Pregnant/postpartum adolescent girls and young women (AGYW) in Africa are one of the populations at highest risk for HIV acquisition; yet, pharmacokinetic (PK) data for pre-exposure prophylaxis (PrEP) remains limited. Intracellular tenofovir-diphosphate (TFV-DP) concentration in red blood cells, measured via dried blood spots (DBS), has been used to monitor cumulative PrEP adherence in many settings.
The first phase of IMPAACT 2009 evaluated PK characteristics of daily oral PrEP (FTC 200mg/TDF 300mg) among pregnant/postpartum AGYW (16-24 years) in Malawi, South Africa, Uganda, and Zimbabwe. Daily FTC/TDF was administered under direct observation for 12 weeks in two groups: pregnant AGYW starting at 14-24 weeks gestation (pregnancy) or 6-12 weeks after delivery (postpartum). Weekly TFV-DP was measured from DBS using a validated liquid chromatography-tandem mass spectrometry assay. TFV-DP distributions were determined at 12 weeks and groups compared with the Wilcoxon test. Population PK models were fit to estimate half-life and steady state concentrations.

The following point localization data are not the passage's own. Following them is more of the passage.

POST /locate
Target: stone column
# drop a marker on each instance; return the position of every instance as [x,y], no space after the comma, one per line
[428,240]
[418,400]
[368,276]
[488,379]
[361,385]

From March to June 2019, we enrolled 20 pregnant (median gestational age: 18 wks) and 20 postpartum (median time after delivery: 7 wks) women at a median age of 20 years (IQR:19,22). Of 3360 doses, 3348 (>99%) were directly observed. TFV-DP accumulated with a half-life of 15.3 days (95%CI: 12.8,17.8) in pregnancy and 18.0 days (95%CI: 15.3,20.7) postpartum, with steady state achieved by 8-10 weeks in both groups. Median TFV-DP was 965 fmol/punch (IQR: 691,1166) in pregnancy vs 1406 fmol/punch (IQR: 1053,1859) postpartum (p=0.006). Predicted median TFV-DP was 890 fmol/punch (IQR: 704,1143) in pregnancy vs 1418 fmol/punch (IQR: 1179,2139) postpartum (Figure). Two fetal demises (unrelated to study agent), two newborns <10%tile birthweight, and one preterm birth were recorded. No HIV transmissions occurred during follow-up.
Under conditions of near perfect adherence, TFV-DP in African AGYW was 31-37% lower in pregnancy than postpartum. With sequential measurements and a novel measure of cumulative drug exposure, these findings extend prior studies showing lower plasma TFV during pregnancy. There are few data correlating HIV protection and TFV-DP concentrations in women; however, our results suggest that strict adherence is needed during pregnancy. They also provide guidance for assessing PrEP adherence using TFV-DP levels in DBS for pregnant/postpartum African women.